Altoona Mirror
- Type: Daily newspaper
- Format: Broadsheet
- Owner(s): Ogden Newspapers
- Publisher: Dan Slep
- Editor: Neil Rudel
- Founded: 1874 (as The Evening Mirror)
- Language: English
- Headquarters: 301 Cayuga Avenue Altoona, Pennsylvania 16602, U.S.
- Country: United States
- Circulation: 27,732
- Website: AltoonaMirror.com

= Altoona Mirror =

Newspaper in Altoona, Pennsylvania

The Altoona Mirror is a daily newspaper located in Altoona, Pennsylvania. It is the hometown newspaper for Altoona, all of Blair County, and parts of surrounding counties.

==History==
The newspaper was founded on June 13, 1874, as The Evening Mirror by Harry E. Slep and George J. Akers (Slep & Akers Company). Akers left the company in 1877, leaving Slep as the sole owner. Mr. Slep's eldest son, William H. Slep, eventually joined the business and the firm became known as H. & W.H. Slep Company.

In 1888, the newspaper's name was changed to Altoona Mirror. In 1907, the Slep company name was changed to Mirror Printing Company. The paper remained in the Slep family until being sold in 1984 to Thomson Newspapers. Under Thomson ownership, a Sunday edition was launched in 1987 and the paper switched its weekday publication to mornings starting in 1997. The Altoona Mirror was sold in 1998 to current owner Ogden Newspapers.

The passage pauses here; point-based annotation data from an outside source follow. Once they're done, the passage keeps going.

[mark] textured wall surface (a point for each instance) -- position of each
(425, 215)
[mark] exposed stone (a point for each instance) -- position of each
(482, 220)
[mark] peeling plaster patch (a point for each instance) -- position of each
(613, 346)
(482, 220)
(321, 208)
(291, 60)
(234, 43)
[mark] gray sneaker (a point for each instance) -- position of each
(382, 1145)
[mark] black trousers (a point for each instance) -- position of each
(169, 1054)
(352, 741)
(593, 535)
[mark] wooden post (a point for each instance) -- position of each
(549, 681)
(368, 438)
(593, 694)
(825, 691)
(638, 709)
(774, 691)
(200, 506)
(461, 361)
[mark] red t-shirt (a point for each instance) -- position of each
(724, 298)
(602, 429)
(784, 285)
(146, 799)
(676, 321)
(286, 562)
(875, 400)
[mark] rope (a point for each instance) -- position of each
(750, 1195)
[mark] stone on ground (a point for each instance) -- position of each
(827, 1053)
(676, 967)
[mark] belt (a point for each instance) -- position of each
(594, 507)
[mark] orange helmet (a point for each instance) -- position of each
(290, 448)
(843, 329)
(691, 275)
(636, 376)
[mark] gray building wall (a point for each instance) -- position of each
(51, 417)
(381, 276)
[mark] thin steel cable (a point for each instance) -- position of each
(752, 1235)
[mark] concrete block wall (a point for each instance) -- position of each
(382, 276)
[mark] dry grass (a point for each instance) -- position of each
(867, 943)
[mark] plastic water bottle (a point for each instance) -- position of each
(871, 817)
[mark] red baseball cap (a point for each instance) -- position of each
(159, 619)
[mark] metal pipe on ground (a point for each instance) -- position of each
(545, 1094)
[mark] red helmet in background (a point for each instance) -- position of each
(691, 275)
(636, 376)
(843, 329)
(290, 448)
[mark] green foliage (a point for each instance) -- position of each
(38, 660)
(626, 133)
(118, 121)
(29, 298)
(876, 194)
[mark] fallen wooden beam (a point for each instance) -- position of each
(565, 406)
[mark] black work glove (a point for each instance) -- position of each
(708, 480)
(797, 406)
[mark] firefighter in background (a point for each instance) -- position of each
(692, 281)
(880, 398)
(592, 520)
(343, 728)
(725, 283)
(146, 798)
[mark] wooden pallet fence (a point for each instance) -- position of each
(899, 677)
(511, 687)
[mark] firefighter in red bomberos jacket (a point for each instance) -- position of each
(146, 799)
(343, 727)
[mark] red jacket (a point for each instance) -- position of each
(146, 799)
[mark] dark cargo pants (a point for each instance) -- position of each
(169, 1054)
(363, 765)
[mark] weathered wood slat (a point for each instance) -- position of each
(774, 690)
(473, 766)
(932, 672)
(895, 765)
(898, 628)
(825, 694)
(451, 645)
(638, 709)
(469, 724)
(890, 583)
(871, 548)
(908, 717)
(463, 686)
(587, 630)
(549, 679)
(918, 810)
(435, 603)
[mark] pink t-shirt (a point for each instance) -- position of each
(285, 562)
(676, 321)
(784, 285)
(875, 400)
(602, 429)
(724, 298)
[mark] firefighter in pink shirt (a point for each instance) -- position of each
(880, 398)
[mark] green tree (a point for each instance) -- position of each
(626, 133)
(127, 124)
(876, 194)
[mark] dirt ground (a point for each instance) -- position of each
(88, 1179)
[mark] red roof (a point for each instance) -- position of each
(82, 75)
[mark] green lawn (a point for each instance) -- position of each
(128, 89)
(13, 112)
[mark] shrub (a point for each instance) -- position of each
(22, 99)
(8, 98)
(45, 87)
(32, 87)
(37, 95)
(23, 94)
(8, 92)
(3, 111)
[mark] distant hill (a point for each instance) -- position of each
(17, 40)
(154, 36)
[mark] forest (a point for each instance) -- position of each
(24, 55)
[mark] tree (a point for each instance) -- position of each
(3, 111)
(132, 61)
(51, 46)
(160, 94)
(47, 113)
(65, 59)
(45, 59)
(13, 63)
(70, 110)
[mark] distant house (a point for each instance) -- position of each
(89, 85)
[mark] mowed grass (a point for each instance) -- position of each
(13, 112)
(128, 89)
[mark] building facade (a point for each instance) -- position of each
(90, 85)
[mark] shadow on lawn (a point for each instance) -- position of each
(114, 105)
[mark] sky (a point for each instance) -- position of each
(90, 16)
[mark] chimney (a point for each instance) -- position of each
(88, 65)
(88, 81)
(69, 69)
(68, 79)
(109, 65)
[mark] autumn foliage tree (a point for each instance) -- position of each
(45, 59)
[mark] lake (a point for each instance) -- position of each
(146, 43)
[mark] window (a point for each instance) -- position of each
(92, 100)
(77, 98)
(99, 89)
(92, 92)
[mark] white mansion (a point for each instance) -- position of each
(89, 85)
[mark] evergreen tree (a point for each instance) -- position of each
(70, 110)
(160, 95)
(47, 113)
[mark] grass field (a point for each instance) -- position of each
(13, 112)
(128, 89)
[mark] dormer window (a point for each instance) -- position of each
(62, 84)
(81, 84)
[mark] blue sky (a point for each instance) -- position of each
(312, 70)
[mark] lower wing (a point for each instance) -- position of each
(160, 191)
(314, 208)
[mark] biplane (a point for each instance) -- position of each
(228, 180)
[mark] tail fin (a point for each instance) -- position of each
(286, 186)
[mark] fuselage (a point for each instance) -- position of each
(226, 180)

Dan Slep, a fifth-generation descendant of co-founder Harry E. Slep, became publisher in 2021.

==Pennsylvania Mirror==
A Mirror Printing Company sister newspaper, the Pennsylvania Mirror, was published between 1968 and 1977, and covered news and events in neighboring Centre County. As a morning paper, it offered an alternative to the State College, Pennsylvania-based Centre Daily Times which was an evening paper.